In Dallah, it is difficult to avoid the conclusion that the UK Supreme Court ultimately failed to appreciate the substance of French law and – to an extent, understandably – applied what amounted to a classically English approach to contract law. Lord Mance hinted at this, referring with evident discomfort to the French standard: “It is difficult to conceive that any more relaxed test would be consistent with justice and reasonable commercial expectations…”
This discomfort is not surprising. The reluctance of English courts to consider precontractual negotiations – as contrasted to the approach in many other civil and common law jurisdictions – is familiar. Equally familiar is the English courts’ emphasis on express terms of contractual agreements and hesitations to embrace notions of good faith. Those rules are fair enough in English settings – indeed, that is why parties frequently agree to English law, applied by English courts or English-seated arbitral tribunals, to govern their commercial contracts. Critically, however, these are not rules of French law – and, as the competing decisions in Dallah illustrate, the application of these English approaches to contract law can, expressly or otherwise, produce very different results from those which obtain under French law. Under Article V(1)(a), it is essential that courts not merely apply just the words, but also the substance and spirit of the legal rules specified by the Convention’s choice-of-law standards.

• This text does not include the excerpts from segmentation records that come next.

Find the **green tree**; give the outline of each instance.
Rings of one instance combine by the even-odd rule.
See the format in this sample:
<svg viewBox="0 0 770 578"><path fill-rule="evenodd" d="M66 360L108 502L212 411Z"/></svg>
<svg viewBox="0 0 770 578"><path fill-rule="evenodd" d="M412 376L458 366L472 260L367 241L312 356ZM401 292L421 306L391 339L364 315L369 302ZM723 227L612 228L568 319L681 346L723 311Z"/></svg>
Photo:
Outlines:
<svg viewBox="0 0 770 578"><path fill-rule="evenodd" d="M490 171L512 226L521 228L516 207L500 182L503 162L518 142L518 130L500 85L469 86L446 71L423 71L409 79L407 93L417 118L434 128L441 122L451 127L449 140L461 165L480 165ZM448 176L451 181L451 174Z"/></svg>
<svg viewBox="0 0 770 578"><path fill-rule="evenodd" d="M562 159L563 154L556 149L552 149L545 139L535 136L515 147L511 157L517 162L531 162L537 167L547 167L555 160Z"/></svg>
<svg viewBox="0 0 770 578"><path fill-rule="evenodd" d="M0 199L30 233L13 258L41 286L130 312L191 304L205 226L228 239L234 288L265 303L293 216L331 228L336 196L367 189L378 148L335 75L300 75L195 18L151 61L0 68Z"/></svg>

More fundamentally, the challenges of applying foreign law confirm the wisdom of Article VI’s provisions for stays of enforcement proceedings when annulment proceedings are underway in the courts of the country where the award was made.
In sum, the Convention did not contemplate a process that permits a jurisdictional objection to be relitigated effectively from scratch in a foreign court – ten years after the arbitrators’ jurisdictional decision and fifteen years after the events in question. Instead, like commercial parties, the drafters of the New York Convention intended that international arbitration be speedy, efficient and effectively enforced; the drafters of the UNCITRAL Model Law had similar objectives, including by requiring prompt challenges to jurisdictional awards (in Article 16(3)). Regrettably, Dallah does not achieve any of these objectives: it misapplies the Convention’s provisions on burden of proof, stays of enforcement and choice of law, producing a result that frustrates the most basic objectives of the arbitral process.